Mike Taylor, a scientist (palaeontologist), has argued that every manuscript accepted by a publisher should be immediately made freely available with no embargo. His view (March 15, 2013): “Any publisher that argues against this policy is saying that the value they add is inadequate” (his boldface). For a publisher-oriented contrary view, see: Getting Open Access Embargoes Right: Rational Policy Must Be Evidence-Based. (The comments section of this blog post includes several exchanges between Mike Taylor and those opposed to his argument. They illustrate the difficulties faced by those who seek Green OA without any embargoes).
The number of articles published in credible fully OA journals is accelerating. Such Gold OA journals have the desirable feature that they always provide immediate, unembargoed OA to peer-reviewed research articles. So, if all articles in PMC had been published in Gold OA journals, the percentage of embargoed articles would be zero. Nice dream.
Nightmare #1: Support for PMC is withdrawn.
There has been a series of attempts aimed at reversing the NIH’s Public Access Policy. One illustrative example is the Research Works Act (RWA). It was introduced into the US House of Representatives on December 16, 2011. After much opposition, especially from activist members of the scientific community, support for the RWA was withdrawn on February 27, 2012.

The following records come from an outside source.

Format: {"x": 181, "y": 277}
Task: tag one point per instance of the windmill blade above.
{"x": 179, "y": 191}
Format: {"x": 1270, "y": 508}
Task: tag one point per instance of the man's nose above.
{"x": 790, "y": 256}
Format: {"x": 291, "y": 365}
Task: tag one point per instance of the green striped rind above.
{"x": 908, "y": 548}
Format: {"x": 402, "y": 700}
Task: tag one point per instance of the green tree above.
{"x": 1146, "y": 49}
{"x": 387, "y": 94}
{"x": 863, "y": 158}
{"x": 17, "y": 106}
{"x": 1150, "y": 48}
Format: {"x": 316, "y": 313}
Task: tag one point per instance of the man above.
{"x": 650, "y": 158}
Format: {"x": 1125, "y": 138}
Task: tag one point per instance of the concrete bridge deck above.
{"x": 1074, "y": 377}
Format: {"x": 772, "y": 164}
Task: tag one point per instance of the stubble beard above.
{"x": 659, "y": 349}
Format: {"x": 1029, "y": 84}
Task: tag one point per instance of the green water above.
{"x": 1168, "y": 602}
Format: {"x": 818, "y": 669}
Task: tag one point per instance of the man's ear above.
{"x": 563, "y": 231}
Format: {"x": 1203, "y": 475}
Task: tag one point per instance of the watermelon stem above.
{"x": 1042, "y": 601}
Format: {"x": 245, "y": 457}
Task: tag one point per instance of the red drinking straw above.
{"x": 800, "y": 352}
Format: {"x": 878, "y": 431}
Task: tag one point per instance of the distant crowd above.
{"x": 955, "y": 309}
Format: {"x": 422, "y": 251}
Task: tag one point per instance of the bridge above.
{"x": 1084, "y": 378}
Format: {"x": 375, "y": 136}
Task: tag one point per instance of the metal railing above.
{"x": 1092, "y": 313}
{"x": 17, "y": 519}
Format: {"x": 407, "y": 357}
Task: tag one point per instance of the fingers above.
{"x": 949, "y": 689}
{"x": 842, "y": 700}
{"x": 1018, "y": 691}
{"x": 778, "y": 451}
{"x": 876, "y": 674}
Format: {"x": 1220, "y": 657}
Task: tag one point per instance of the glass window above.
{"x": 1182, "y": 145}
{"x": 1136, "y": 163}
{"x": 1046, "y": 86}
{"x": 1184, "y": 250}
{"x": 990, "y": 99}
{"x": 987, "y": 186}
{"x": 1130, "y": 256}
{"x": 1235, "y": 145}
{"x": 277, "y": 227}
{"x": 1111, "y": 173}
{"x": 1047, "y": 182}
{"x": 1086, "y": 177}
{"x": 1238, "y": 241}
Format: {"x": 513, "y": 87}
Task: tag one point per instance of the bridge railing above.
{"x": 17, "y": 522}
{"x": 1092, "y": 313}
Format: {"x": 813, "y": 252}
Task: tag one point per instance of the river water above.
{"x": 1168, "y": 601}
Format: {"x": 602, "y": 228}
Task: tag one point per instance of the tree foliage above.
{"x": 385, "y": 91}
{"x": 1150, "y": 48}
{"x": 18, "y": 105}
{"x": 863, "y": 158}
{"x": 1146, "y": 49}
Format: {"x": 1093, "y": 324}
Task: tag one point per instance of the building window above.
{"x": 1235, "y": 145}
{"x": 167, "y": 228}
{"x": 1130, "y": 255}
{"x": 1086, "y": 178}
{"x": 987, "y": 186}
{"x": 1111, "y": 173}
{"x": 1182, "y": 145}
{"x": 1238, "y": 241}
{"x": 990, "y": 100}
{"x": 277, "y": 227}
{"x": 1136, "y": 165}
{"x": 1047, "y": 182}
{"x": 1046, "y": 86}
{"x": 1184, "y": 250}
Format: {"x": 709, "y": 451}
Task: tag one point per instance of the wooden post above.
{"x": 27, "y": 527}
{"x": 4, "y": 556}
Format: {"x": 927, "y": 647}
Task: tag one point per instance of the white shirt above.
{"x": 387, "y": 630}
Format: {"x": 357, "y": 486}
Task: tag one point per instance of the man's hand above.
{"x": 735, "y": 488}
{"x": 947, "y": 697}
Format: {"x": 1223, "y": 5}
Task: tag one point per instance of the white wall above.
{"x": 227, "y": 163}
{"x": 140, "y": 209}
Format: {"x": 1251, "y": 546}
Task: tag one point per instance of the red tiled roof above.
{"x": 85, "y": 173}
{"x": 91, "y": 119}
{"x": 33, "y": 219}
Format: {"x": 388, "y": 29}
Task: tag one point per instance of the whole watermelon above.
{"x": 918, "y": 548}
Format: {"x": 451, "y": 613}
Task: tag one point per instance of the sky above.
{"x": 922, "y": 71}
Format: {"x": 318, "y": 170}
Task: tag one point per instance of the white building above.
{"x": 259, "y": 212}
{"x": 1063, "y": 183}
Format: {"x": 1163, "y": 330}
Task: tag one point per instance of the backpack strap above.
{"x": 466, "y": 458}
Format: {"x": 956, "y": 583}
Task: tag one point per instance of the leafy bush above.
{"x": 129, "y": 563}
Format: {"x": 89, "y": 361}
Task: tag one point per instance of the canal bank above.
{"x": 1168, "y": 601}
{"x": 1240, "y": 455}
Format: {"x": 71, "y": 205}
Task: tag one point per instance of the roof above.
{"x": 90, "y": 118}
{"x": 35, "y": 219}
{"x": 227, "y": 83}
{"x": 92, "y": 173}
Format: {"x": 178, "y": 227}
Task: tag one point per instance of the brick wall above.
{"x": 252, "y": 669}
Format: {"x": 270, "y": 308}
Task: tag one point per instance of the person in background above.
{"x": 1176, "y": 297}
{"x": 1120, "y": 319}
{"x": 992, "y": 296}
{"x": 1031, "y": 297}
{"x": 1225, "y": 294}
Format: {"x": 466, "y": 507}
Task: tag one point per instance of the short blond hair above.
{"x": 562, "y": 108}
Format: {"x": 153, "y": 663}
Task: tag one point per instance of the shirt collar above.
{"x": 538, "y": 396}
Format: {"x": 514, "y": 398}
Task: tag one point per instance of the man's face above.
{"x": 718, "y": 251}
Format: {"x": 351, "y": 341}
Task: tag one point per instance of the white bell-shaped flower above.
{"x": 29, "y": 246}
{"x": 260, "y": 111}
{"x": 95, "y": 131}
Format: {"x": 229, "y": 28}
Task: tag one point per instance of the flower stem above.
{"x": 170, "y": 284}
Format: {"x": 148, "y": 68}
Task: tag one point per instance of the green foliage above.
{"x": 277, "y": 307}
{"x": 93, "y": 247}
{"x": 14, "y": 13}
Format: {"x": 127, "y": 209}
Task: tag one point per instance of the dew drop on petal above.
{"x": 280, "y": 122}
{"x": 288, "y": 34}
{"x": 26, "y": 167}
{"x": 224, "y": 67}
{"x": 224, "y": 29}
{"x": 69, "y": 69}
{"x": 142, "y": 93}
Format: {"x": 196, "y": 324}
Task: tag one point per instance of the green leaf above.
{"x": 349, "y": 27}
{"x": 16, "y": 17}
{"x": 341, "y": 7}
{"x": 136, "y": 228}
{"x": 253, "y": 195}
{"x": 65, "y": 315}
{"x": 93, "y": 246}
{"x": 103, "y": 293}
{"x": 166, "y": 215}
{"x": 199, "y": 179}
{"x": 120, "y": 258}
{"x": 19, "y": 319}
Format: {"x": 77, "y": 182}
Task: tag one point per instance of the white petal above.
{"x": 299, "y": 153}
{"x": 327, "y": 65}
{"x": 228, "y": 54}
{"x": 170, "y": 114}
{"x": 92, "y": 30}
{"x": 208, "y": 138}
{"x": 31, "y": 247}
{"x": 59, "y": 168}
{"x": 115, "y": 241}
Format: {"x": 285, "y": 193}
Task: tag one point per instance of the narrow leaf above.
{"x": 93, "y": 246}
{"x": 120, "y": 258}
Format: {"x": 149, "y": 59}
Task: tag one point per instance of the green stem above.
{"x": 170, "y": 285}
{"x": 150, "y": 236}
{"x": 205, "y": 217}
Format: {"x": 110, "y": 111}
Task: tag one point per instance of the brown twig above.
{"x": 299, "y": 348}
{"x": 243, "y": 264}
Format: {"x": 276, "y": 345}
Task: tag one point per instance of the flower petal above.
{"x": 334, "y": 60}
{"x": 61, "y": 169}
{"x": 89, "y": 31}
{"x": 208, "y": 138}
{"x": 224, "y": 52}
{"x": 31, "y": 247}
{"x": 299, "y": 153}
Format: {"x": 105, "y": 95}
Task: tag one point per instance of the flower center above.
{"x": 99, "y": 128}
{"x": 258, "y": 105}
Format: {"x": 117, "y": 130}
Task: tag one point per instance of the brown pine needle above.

The RWA wasn’t the first attempt to reverse the NIH’s Public Access Policy (see the Wikipedia entry for the RWA). So, one can assume that it won’t be the last. A very bad dream involves a scenario where an attempt to reverse the Public Access Policy finally is successful, and, as a result, PMC ceases to be useful and is no longer supported.
Sweet Dream #2: The PeerJ business model succeeds and is copied.
Peer J, an OA megajournal launched in 2012, has an innovative business model. Unlike other Gold OA journals that charge an APF, it uses a “pay once, publish for life” business model. There are several publishing plans. A low-cost example is US$99 for one peer-reviewed publication per year. Another is US$299 for unlimited peer-reviewed publications. For articles with multiple authors, only the first 12 authors per paper need to have a paid publishing plan.
Those with paid publishing plans are asked “to contribute one question, comment, or peer review (if qualified) to [PeerJ] every 12 months, or risk their publishing plan lapsing“.
There’s a review, “PeerJ’s $99 open access model one year on” (March 13, 2014) in Times Higher Education (THE). It’s asked in the review “will others go on to ape its low-cost, multi-featured, user-friendly model?“.
If this low-cost Gold OA publication does survive, and develops a widely-recognized, very favorable reputation, then one can dream about this business model being copied. Perhaps a truly competitive market involving low-cost megajournals would develop. Another nice dream.
Nightmare #2: PeerJ is sold to Elsevier and prices rise sharply.
PeerJ isn’t self-sustaining yet (perhaps by 2015 – see the THE article) . If it does succeed in becoming self-sustaining without changing its current prices, then it could become attractive to one of the larger publishers. An example is provided by BioMed Central (BMC), a Gold OA publisher that was founded in 2000. BMC was a pioneer in the successful use of a business model based on article processing fees (APFs). In 2008, BMC was acquired by the large publisher Springer.
It seems possible that the even larger publisher Elsevier might succeed in buying PeerJ. Elsevier could then add PeerJ to its set of OA options. It could also decide to increase the prices for publication in PeerJ. Bad dream.